04-author-paper.Rmd

# 实证网络探索

*进行某个实证网络度分布的幂律拟合*

下面我们将针对经济物理学家合作网的度分布进行幂律拟合。

```{r setup-author}
papers_authors <- read_tsv(
  "datasets/经济物理学家合作网络/paperID_authorID.txt",
  col_names = c("paper_id", "author_id")
) %>%
  # index of 0 is not supported in R
  mutate_all(~ . + 1)
num_authors <- n_distinct(papers_authors$author_id)
author_matrix <- matrix(0, num_authors, num_authors)
# get the number of cooperation papers for each pair of authors
papers <- unique(papers_authors$paper_id)
authors_coop <- tibble()
for (paper in papers) {
  paper_authors <- filter(papers_authors, paper_id == paper)
  if (nrow(paper_authors) <= 1)
    next
  paper_coop <- expand_grid(
    author1 = paper_authors$author_id,
    author2 = paper_authors$author_id
  ) %>%
    filter(author1 != author2) %>%
    add_column(n = 1)
  authors_coop <- bind_rows(authors_coop, paper_coop)
}
authors_coop <- authors_coop %>%
  group_by(author1, author2) %>%
  summarise(n = sum(n)) %>%
  ungroup()
# construct a non-weighted adjacency matrix
author_matrix[as.matrix(select(authors_coop, starts_with("author")))] <- 1
author_graph_raw <- graph_from_adjacency_matrix(author_matrix, "undirected")
# find the largest connected components
author_graph <- decompose(author_graph_raw) %>%
  enframe(name = "id", value = "graph") %>%
  mutate(num_vertices = map_dbl(graph, vcount)) %>%
  filter(num_vertices == max(num_vertices)) %>%
  pluck("graph", 1)
```

在创建经济物理学家合作网时，我们定义只要两个科学家有过合著一篇文章则表示两者之间有一条连边。这样构造出网络后，我们又找出了其最大连通集团。图\@ref(fig:visualize-author)给出了该最大连通集团的可视化结果（其中包含`r vcount(author_graph)`位科学家）。

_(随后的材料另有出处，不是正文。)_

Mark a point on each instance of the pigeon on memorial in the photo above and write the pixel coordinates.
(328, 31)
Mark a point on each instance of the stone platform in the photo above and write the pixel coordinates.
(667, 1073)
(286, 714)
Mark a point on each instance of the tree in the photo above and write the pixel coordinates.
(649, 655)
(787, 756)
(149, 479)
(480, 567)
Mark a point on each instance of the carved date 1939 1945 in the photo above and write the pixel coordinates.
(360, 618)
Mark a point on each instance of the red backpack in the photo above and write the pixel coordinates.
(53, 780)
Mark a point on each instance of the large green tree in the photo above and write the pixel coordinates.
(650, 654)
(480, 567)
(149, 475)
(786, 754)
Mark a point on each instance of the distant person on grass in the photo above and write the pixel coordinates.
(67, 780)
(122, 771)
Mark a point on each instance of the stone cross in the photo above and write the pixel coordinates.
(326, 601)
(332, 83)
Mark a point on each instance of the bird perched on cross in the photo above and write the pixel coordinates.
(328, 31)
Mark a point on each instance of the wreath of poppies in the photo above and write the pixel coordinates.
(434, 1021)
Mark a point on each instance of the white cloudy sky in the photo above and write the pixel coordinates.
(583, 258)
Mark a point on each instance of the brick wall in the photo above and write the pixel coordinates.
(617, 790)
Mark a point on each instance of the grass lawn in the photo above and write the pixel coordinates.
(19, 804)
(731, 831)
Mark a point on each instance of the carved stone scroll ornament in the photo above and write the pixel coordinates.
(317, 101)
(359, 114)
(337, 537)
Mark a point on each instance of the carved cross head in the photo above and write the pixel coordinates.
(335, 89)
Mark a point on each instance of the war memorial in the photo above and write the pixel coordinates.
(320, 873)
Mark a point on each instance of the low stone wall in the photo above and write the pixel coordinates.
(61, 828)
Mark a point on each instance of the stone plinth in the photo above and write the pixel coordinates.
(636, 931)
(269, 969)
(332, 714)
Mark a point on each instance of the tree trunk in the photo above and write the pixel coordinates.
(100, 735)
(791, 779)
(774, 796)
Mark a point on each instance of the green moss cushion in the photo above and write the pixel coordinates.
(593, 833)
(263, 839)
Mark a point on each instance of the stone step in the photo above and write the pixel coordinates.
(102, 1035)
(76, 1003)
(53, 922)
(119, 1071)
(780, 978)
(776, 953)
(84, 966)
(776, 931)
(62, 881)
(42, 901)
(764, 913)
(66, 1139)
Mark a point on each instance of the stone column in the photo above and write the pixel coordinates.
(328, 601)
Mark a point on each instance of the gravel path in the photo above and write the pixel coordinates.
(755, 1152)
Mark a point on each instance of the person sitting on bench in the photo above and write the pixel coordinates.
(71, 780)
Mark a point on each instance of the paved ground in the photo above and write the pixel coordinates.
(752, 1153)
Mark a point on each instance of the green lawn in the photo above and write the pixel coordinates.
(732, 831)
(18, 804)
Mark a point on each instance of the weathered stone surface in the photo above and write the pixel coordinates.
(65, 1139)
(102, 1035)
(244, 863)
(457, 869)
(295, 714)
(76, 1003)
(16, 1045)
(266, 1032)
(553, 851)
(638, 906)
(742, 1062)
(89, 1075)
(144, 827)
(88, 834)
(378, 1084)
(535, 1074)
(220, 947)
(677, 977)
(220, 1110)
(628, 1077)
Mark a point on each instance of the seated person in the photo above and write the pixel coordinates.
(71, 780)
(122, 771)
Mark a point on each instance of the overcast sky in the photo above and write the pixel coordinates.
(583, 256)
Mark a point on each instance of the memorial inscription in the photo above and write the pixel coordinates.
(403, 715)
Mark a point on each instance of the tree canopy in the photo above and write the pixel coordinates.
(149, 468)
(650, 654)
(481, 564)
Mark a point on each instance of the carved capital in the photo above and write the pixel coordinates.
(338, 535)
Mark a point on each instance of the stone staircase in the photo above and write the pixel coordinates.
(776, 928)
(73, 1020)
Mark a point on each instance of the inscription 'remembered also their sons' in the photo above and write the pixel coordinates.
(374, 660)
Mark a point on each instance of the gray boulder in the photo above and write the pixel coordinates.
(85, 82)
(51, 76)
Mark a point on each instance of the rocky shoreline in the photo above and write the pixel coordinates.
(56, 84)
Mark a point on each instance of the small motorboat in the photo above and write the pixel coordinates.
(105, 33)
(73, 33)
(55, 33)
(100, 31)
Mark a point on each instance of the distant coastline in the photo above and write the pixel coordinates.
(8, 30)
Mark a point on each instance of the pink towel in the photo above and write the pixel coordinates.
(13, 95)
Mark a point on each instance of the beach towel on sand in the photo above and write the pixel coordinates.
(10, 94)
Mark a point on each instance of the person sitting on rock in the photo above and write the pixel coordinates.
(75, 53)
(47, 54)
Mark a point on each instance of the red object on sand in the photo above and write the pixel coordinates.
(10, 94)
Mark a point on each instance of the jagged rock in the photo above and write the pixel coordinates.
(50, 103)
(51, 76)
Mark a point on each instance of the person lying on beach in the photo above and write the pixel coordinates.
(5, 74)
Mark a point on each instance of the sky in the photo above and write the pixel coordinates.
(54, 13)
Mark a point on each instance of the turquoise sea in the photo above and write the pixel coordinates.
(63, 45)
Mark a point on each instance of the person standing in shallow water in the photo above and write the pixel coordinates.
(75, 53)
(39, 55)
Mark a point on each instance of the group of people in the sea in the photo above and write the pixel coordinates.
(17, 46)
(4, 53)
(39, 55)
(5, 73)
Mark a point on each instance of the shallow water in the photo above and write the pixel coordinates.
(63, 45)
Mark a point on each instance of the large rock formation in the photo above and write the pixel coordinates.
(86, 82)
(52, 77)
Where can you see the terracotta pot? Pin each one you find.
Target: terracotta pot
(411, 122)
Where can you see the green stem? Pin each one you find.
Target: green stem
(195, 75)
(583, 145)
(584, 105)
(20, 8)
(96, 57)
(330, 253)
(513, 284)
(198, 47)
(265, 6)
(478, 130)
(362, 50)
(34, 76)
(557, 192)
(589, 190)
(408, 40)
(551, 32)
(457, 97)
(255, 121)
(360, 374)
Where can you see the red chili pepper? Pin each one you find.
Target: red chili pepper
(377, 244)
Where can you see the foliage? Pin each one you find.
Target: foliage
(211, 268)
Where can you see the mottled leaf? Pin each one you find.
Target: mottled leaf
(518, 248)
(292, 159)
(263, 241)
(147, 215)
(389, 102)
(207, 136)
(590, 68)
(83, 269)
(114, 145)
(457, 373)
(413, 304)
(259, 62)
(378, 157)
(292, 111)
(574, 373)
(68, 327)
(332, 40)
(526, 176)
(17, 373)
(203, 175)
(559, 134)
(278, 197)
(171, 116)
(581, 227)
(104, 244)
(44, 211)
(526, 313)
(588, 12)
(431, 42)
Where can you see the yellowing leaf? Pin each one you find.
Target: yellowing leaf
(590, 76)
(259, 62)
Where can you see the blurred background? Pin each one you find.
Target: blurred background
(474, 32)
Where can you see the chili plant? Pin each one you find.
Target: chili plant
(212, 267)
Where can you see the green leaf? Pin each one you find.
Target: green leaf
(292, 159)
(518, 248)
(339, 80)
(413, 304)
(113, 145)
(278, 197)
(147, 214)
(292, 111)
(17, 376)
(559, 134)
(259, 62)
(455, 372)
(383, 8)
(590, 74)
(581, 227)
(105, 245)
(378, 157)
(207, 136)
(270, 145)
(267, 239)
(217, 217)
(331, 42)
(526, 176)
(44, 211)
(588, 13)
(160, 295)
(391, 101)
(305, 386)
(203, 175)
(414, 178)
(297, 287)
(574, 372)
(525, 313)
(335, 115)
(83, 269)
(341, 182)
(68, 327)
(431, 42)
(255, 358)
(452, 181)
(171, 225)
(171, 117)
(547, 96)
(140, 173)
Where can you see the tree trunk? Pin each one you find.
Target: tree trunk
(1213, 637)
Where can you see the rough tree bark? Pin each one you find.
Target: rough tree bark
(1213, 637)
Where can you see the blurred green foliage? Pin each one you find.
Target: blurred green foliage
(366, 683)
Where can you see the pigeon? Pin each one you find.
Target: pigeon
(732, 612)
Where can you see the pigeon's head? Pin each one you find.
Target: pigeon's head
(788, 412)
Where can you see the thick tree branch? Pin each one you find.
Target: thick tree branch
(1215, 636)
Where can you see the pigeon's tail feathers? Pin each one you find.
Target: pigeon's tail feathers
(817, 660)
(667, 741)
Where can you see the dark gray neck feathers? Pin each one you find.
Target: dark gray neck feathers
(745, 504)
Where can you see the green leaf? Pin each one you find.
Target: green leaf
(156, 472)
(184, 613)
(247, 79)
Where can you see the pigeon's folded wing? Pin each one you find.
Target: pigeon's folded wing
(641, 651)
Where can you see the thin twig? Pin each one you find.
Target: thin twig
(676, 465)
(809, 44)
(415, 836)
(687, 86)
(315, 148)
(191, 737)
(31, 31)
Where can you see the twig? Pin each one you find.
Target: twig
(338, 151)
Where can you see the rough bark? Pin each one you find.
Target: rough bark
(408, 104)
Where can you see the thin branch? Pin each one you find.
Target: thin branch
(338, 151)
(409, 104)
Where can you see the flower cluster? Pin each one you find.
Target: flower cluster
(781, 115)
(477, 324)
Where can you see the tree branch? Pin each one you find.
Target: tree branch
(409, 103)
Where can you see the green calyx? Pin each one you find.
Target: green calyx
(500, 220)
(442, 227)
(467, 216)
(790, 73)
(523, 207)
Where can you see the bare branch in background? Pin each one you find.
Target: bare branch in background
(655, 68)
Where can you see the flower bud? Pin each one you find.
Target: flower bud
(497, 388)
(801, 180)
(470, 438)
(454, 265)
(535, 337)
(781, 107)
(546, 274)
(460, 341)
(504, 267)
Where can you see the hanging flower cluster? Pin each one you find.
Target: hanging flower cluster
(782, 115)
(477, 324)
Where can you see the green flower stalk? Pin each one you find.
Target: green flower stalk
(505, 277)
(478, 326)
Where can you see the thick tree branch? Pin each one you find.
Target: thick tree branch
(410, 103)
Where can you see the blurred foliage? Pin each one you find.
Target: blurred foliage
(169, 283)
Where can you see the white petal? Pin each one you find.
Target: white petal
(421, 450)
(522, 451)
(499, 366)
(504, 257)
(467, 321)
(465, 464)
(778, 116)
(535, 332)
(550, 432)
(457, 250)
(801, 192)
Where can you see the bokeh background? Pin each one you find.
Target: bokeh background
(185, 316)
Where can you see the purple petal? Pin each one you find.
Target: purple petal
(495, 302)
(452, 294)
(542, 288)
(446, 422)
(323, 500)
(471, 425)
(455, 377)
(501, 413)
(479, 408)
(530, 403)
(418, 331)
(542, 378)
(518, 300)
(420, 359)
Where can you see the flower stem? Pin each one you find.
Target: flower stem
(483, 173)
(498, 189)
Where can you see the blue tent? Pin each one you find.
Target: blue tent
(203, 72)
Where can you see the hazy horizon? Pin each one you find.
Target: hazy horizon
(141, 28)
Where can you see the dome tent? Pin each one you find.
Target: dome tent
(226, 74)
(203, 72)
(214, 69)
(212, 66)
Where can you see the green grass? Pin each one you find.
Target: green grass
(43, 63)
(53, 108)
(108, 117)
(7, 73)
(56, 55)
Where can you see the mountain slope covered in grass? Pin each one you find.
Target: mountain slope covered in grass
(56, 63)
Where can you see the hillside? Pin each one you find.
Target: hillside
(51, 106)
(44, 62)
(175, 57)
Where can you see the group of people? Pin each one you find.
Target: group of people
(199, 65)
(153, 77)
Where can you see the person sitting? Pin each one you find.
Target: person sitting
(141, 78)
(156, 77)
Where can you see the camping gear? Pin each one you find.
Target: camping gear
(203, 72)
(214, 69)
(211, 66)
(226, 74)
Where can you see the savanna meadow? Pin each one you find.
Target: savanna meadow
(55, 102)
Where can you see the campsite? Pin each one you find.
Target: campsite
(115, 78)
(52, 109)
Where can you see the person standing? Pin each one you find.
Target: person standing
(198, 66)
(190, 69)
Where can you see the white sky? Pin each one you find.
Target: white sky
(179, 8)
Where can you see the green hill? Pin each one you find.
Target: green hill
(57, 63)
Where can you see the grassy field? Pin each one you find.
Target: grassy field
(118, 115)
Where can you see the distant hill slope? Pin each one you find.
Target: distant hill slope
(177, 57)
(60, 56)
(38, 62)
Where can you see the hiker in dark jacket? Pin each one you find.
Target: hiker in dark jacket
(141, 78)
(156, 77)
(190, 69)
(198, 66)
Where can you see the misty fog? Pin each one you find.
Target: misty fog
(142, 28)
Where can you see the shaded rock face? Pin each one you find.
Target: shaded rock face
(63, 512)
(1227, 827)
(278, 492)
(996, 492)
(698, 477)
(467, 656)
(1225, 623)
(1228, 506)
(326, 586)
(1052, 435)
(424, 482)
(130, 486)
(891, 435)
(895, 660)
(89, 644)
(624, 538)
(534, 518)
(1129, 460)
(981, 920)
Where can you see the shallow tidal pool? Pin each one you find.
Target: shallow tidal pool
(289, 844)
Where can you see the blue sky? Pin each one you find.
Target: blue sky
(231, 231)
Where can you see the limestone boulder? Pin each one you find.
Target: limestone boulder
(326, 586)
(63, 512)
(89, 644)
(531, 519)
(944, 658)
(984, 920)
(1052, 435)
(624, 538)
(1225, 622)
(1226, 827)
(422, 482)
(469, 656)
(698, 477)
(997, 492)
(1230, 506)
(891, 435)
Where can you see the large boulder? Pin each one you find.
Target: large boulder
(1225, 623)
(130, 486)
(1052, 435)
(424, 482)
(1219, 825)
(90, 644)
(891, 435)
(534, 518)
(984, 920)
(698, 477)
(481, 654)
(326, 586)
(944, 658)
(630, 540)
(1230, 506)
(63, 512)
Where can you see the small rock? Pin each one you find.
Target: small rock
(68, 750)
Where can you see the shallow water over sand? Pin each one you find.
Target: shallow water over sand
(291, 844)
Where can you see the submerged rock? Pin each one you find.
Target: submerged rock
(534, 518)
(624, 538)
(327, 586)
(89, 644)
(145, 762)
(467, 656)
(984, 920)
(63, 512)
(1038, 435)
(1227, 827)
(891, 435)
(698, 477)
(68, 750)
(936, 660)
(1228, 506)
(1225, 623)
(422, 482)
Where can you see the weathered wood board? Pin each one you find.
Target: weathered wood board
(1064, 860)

```{r visualize-author, fig.width=6, fig.height=6, fig.cap="经济物理学家合作网可视化"}
par(mar = c(0, 0, 0, 0) + 0.1)
plot(
  author_graph,
  layout = layout_with_kk,
  vertex.color = "black",
  vertex.size = 1,
  vertex.label = NA,
  edge.curved = 0
)
```

图\@ref(fig:degree-distribution-author)分别给出了在原始坐标轴和双对数坐标轴下的度分布图。根据双对数情况下的分布图，可以大致看出来图形呈一条直线，因此基本适合进行幂律分布拟合。

```{r degree-distribution-author, fig.width=6, fig.height=4, fig.cap="度分布图。A：原始坐标轴；B：双对数坐标轴。"}
deg_dis <- tibble(
  freq = degree_distribution(author_graph),
  k = seq(0, by = 1, length.out = length(freq))
) %>%
  filter(k != 0)
plot_grid(
  ggplot(deg_dis, aes(k, freq)) +
    geom_point(color = "lightblue") +
    labs(y = expression(P(k))) +
    theme_few(),
  ggplot(deg_dis, aes(k, freq)) +
    geom_point(color = "lightblue") +
    labs(y = expression(paste(log[10], P(k), sep = ""))) +
    theme_few() +
    scale_x_log10() +
    scale_y_log10(),
  ncol = 1,
  labels = "AUTO"
)
```

最后，采用Clauset、Shalizi和Newman三人在2009年的文章中提到的方法对网络的度分布做幂律拟合，表\@ref(tab:fit-power-law)中给出了拟合的结果。

```{r fit-power-law}
fit_results <- fit_power_law(degree(author_graph)) %>%
  as_tibble()
fit_results %>%
  select(alpha, logLik, KS.p) %>%
  knitr::kable(
    digits = 3,
    col.names = c("$\\gamma$", "log likelihood", "$p$"),
    caption = "幂律拟合统计结果小结"
  )
```

注意到$p$值大于0.05，从统计意义上看，模型的拟合结果很好。所以，经济物理学家合作网的度分布服从$\gamma$值为`r round(fit_results$alpha, 3)`的幂律分布，即`r str_glue("$P(k)\\propto e^{{-{round(fit_results$alpha, 3)}}}$")`。